"Minimal" wrapper for setting up SciNeM using a single Docker stack deployment.
In this readme, we brifely go through;
- creating a SciNem enabled dockerized Spark environment
- dockerizing the SciNeM application and adding the relevant Python dependencies
- configuring the sample data
- running the SciNeM stack
Get this repository
git clone https://github.com/smartdatalake/docker-scinem
Prepare a Hadoop/Spark enabled image for the SciNeM environment:
cd sdl-docker-base
docker build -t smartdatalake/docker-base .
cd ../
Build a SciNeM enabled Spark deployment which installs the relevant Python dependencies into the container:
cd spark
./build.sh
cd ..
Make sure to run (we assume that SciNeM is in the parent directory, relative to this repository):
git clone --recursive https://github.com/schatzopoulos/SciNeM.git
cd ./SciNeM/
git submodule update --recursive --remote
The default configuration needs a few alternation, in order to work inside of the docker environment, copy the files from here, or adjust manually throughout:
cd <this-repo>
cp scinem/Constants.java ../SciNeM/src/main/java/athenarc/imsi/sdl/config/Constants.java # To spcify the data locations
cp scinem/pom.xml ../SciNeM/ # To use the above created image as a base Docker image
cp scinem/.dockerignore ../SciNeM/ # Optional, but reduces the context slightly.
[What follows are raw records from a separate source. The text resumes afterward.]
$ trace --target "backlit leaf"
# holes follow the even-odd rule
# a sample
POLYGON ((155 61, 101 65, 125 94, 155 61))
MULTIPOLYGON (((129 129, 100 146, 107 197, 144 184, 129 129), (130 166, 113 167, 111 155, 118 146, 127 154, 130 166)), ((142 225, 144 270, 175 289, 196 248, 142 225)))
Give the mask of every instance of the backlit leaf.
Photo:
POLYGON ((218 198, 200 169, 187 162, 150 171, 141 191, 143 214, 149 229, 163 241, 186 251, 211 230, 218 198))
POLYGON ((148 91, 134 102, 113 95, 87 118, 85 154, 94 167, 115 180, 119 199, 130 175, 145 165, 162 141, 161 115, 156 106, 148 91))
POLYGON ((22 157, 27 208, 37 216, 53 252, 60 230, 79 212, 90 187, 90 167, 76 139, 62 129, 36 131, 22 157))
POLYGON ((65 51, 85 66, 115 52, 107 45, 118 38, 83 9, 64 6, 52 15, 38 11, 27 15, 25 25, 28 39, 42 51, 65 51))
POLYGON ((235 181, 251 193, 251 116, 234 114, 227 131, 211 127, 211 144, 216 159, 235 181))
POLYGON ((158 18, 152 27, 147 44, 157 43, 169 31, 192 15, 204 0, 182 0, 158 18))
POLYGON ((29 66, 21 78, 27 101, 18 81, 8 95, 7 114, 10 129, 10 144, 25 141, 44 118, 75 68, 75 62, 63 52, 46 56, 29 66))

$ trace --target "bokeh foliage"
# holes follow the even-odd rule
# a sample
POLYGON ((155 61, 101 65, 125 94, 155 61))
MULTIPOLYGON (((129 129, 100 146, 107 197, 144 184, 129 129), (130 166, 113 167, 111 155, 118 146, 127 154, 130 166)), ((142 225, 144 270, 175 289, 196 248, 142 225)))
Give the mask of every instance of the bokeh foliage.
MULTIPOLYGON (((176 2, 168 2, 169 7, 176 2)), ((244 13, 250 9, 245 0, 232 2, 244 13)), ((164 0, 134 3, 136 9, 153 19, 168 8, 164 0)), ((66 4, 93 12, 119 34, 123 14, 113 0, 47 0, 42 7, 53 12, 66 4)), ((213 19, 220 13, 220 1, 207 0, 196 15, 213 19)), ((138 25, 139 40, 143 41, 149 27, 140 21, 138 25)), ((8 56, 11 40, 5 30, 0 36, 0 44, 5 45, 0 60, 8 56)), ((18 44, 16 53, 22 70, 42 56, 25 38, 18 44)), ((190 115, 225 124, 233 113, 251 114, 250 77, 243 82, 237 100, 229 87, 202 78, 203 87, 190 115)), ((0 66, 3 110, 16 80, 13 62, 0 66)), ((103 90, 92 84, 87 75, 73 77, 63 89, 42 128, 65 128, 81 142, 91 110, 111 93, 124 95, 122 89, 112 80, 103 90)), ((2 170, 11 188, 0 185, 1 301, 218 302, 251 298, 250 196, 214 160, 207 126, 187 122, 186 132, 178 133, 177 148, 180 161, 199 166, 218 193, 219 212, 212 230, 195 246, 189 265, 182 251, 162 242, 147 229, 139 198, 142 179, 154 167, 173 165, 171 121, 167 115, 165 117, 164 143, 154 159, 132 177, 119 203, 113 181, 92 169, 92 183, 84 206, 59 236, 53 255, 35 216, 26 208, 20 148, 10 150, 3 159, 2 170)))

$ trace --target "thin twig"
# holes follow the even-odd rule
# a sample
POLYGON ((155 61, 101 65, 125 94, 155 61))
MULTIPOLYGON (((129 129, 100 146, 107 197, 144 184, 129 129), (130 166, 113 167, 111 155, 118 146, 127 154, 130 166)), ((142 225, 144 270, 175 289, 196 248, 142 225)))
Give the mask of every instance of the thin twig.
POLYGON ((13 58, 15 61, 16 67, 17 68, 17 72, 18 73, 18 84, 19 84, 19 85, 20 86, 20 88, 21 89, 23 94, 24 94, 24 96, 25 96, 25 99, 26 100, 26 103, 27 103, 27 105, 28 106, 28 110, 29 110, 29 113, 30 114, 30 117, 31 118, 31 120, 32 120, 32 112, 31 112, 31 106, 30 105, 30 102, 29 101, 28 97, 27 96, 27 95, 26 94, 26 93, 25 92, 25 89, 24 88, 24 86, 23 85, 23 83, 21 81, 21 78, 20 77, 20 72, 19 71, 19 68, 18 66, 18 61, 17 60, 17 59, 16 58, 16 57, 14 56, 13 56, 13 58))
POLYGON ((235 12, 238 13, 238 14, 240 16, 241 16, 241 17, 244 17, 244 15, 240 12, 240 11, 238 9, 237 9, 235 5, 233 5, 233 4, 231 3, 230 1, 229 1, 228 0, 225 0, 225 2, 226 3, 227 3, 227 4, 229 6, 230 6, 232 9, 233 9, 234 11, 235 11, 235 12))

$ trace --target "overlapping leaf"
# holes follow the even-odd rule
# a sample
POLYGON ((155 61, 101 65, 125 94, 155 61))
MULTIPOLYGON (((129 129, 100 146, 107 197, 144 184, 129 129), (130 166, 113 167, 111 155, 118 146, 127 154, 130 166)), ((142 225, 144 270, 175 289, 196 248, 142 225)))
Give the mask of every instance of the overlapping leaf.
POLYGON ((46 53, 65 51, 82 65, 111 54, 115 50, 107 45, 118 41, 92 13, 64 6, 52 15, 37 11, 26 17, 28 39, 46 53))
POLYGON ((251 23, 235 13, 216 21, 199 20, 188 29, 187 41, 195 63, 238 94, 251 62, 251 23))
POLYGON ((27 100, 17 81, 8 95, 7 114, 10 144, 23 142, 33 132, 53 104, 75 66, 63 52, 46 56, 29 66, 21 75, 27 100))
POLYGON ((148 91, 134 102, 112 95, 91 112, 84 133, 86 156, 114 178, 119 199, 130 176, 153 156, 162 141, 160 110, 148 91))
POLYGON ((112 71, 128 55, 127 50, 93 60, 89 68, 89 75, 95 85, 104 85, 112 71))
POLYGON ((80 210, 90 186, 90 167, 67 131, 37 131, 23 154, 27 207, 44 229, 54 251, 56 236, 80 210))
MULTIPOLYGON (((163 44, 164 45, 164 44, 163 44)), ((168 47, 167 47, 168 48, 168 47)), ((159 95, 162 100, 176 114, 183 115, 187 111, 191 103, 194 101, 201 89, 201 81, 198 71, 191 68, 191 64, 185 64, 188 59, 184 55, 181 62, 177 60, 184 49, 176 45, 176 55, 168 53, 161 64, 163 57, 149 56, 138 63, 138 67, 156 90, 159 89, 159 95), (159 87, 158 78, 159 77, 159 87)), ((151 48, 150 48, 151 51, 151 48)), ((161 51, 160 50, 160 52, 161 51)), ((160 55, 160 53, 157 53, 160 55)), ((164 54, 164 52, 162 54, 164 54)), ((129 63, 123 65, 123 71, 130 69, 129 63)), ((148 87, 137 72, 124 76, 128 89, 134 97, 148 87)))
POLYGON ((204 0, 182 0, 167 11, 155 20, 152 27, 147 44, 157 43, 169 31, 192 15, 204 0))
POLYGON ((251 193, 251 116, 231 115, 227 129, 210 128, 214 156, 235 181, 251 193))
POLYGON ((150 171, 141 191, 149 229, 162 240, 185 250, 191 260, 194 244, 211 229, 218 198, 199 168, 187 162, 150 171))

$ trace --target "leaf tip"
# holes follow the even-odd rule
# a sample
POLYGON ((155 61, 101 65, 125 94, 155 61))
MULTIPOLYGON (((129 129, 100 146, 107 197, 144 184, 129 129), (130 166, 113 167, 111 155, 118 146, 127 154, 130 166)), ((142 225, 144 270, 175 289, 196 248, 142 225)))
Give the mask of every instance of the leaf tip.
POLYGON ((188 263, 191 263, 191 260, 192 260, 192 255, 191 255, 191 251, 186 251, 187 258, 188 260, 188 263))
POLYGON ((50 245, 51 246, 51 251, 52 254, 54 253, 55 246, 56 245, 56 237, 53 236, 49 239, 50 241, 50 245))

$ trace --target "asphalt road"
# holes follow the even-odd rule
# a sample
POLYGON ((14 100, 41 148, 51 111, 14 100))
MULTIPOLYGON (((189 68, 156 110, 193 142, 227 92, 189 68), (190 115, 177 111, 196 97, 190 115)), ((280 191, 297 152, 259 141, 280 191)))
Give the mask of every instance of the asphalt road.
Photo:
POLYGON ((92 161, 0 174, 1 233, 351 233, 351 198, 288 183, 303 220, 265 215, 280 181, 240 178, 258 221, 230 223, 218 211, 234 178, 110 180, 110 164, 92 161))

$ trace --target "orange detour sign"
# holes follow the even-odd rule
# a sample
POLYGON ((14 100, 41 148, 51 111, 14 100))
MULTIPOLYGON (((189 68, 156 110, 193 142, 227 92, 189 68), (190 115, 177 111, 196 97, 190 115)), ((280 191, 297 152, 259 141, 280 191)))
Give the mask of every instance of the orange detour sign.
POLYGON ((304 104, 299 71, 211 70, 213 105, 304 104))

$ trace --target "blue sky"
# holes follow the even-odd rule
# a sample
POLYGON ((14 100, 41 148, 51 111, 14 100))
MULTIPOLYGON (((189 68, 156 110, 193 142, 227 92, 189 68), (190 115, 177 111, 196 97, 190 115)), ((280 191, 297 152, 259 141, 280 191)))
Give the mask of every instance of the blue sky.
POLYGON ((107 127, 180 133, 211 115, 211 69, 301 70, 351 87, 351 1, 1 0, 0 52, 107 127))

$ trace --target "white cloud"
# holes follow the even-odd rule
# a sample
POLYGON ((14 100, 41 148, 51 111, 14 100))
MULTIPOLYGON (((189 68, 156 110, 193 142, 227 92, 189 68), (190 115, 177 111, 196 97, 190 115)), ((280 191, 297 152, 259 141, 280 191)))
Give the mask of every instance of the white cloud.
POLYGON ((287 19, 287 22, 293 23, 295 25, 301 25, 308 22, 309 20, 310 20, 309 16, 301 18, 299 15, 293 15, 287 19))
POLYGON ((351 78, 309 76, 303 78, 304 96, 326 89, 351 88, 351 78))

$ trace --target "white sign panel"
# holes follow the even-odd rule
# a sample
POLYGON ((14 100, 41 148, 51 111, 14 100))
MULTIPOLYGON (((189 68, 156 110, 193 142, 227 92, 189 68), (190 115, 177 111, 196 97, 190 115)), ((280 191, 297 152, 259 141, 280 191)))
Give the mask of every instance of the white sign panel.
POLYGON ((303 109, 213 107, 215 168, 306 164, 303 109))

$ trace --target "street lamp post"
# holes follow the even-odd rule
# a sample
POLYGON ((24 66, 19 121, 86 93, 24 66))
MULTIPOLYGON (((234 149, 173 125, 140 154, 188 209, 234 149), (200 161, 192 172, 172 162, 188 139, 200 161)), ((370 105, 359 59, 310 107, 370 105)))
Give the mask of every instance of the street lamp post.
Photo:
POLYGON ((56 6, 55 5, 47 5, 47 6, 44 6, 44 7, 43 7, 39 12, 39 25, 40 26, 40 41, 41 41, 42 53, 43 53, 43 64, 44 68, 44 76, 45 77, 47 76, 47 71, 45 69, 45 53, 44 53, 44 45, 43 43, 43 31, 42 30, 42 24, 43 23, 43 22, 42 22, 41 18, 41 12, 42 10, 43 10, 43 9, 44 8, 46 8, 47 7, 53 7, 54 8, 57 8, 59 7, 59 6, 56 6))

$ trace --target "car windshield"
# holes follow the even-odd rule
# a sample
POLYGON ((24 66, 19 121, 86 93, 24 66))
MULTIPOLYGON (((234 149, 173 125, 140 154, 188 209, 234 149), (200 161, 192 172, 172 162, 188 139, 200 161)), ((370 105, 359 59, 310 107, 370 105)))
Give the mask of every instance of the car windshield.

Build a dockerized image of SciNem:
cd ../SciNeM
./mvnw -Dmaven.test.skip -Pprod verify jib:dockerBuild
Optionally, specify an custom temp folder with the -Djava.io.tmpdir= flag, using an absolute folder in the command above.
Point the docker-compose.yaml to the appropriate location for SciNeM-workflows.
Make sure to adjust the memory and core commands (by editing the docker-compose.yaml under 'spot-app') accordingly to what the host is providing (check in Spark UI on port 8080) later on when Spark is running
Prepare the sample data:
mkdir sample_data
cd sample_data
wget http://scinem.imsi.athenarc.gr/content/DBLP_sample.zip
unzip DBLP_sample.zip
Create a folder to store the results:
mkdir results
Modify the docker-compose.yaml volume configurations according to the local setup. In order to test out with the sample data provided by Athena, the pre-configured local structure may be applied. Generally, the configuration can stay as is.
Finally, start the full stack with
cd <this-repo>
docker-compose up
Now the SciNeM UI is available on <host/IP>:8181
If everything is running, then the sample data needs to be loaded into HDFS:
docker exec -it SDL_scinem_app /bin/bash hadoop fs -fs hdfs://namenode:9000 -mkdir -p /data/SciNeM/SciNeM-data
docker exec -it SDL_scinem_app /bin/bash hadoop fs -fs hdfs://namenode:9000 -put /data/SciNeM/SciNeM-data /data/SciNeM/
Author - Paper - Author, filtered for Paper.year > 2000
- Streamline the dockerization of SciNem
- Host the pre-built images in a repository
- Evaluate if the different Docker images may be further harmonized. Eventually, create one or a few slim versions.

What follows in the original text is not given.